Despite being completely prepared with sights to see and things to do on this trip, I spent all my time writing them down, and not really geographically writing down which ones were close to each other. At the moment I'm on the fly deciding what I'm in the mood for, and which things I can do with them being in close proximity to one another.
Once I had finished my research, I packed up some things into my bag and headed out of the door. The first thing I had to do was put my sunglasses on, and adjust to the fact that it was about 29 degress outside. Being in an industrial area with lots of heavy machinery driving around probably increased the temperature, and it was certainly the warmest I have been since I got to the Philippines.
I actually used the air conditioning in my hotel for the first time this morning too as my room was getting pretty stifling - that's what happens when you're in a small space with no windows I guess.
I asked the doorman at my hotel the best way to get to my first port of call today which was Fort San Pedro, and he advised me that it was about a twenty minute walk in a straight line from the hotel. Walking out onto the main road (not literally, but as there are no paths here I was basically walking on the street) I was slightly overcome by the amount of dust and pollution in the air as trucks sped up and down either depositing or transiting cargo.

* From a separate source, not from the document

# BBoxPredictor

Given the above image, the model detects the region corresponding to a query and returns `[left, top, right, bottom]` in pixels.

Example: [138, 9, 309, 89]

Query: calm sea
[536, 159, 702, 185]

One thing I have noticed in the Philippines, a bit like when I have been to certain parts of Spain - there always seems to be some form of construction going on. Just next to my hotel in Manila there was a set of houses being built, and all over the place in Cebu I have seen scaffolding going up, and even as I was walking, part of the road I was going down was closed off as it was being resurfaced. This work presented me with the slight problem of only being able to go so far down the street before being cut off by a cement truck so I took a right turn with the intention of continuing along the way.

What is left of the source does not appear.